On Fri, Feb 6, 2026 at 6:07 PM vignesh C <[email protected]> wrote:
>
> On Tue, 3 Feb 2026 at 15:52, shveta malik <[email protected]> wrote:
> >
> > 3)
> > If a sequence sync worker is taking a nap, and subscription is
> > disabled or the server is stopped just before upgrade, how is the user
> > supposed to know that sequences are synced at the end?
>
> One way to address the upgrade issue is to record the publisher LSN at
> the completion of the most recent SEQUENCE SYNC and persist it in the
> subscription metadata.
> During an upgrade, the following check should be performed: If the
> last recorded sequence-sync LSN is not ahead of the apply worker's
> LSN, report a clear error instructing the user to disable the
> subscription and explicitly run: ALTER SUBSCRIPTION … REFRESH
> SEQUENCES.

I guess here we are trying to target the problem where a  table is
dependent upon sequence and table data is replicated while seq's is
not. And post upgrade, say if somehow the same sequence is used on the
subscriber to insert data in the table, values can go back.

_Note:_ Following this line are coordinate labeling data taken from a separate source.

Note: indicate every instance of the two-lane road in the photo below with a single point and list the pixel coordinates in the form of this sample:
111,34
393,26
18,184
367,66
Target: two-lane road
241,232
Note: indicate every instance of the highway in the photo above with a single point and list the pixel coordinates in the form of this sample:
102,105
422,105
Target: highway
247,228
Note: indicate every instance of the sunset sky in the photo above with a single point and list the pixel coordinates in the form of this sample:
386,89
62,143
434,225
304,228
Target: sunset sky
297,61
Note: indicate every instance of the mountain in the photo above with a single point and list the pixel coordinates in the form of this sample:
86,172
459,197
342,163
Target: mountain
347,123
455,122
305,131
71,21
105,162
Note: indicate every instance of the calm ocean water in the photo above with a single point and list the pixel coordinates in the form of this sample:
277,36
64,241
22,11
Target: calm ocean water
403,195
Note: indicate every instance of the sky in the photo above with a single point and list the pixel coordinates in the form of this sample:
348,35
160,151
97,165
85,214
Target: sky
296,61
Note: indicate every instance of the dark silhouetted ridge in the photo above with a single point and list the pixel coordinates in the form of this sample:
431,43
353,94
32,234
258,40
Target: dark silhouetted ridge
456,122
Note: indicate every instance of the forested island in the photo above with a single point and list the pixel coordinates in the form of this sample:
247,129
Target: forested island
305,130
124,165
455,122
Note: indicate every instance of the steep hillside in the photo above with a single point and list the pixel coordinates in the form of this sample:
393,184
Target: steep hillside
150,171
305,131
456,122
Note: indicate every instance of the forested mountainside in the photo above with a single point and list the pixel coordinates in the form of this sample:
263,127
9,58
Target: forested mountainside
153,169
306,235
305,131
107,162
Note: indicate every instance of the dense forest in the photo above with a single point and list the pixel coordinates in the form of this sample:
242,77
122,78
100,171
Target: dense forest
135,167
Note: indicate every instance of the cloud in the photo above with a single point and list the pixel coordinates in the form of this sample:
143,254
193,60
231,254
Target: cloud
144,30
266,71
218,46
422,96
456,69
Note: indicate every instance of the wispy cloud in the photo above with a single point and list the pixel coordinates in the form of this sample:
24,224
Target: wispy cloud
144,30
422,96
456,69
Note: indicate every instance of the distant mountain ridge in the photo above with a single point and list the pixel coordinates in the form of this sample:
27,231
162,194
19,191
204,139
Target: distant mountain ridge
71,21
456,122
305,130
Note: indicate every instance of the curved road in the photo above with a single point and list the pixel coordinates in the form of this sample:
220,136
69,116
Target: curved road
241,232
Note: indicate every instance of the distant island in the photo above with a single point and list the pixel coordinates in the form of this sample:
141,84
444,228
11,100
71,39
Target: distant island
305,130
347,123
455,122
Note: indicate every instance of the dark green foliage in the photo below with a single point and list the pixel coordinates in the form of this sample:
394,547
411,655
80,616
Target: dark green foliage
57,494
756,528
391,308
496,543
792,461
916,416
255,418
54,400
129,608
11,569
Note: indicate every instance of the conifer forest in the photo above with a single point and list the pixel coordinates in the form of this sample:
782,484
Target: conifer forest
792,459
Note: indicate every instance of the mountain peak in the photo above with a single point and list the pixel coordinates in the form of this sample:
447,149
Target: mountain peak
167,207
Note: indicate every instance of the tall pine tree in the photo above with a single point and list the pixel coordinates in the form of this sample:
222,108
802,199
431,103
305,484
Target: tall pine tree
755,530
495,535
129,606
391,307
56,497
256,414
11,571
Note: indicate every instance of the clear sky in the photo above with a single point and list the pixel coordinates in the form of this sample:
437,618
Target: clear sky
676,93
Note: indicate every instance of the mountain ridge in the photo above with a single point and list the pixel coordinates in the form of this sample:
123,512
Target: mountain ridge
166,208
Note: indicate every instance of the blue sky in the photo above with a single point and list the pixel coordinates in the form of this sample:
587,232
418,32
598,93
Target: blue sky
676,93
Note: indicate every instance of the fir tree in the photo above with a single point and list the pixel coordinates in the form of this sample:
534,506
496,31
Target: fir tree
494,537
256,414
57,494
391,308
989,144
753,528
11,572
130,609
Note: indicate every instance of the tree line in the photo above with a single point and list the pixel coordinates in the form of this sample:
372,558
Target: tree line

> Additionally, the existing ALTER SUBSCRIPTION … REFRESH SEQUENCES
> command should be enhanced so that it can be executed on disabled
> subscriptions and perform sequence synchronization independently,
> without relying on the sequence sync worker. Supporting execution on a
> disabled subscription is necessary because, if REFRESH SEQUENCES is
> run while the subscription is enabled, the apply worker may start
> immediately, ingest new transactions, and advance the replication
> slot's LSN beyond the point at which sequences were last synchronized
> again.
>
> Note: This approach may conservatively report that sequences need to
> be synchronized even when no sequence values have actually changed.
> This limitation is inherent to the design, as during an upgrade we
> don't connect to the publisher and decode WAL between the two LSNs to
> determine whether any sequence changes actually occurred.
>

I like the idea. In particular, I like the approach of providing a
REFRESH SEQUENCE command to the user. Even if we don’t implement the
check during the upgrade process, we can clearly document that users
should verify sequence drift before upgrading. If any sequence drift
is detected, they should run REFRESH-SEQ manually.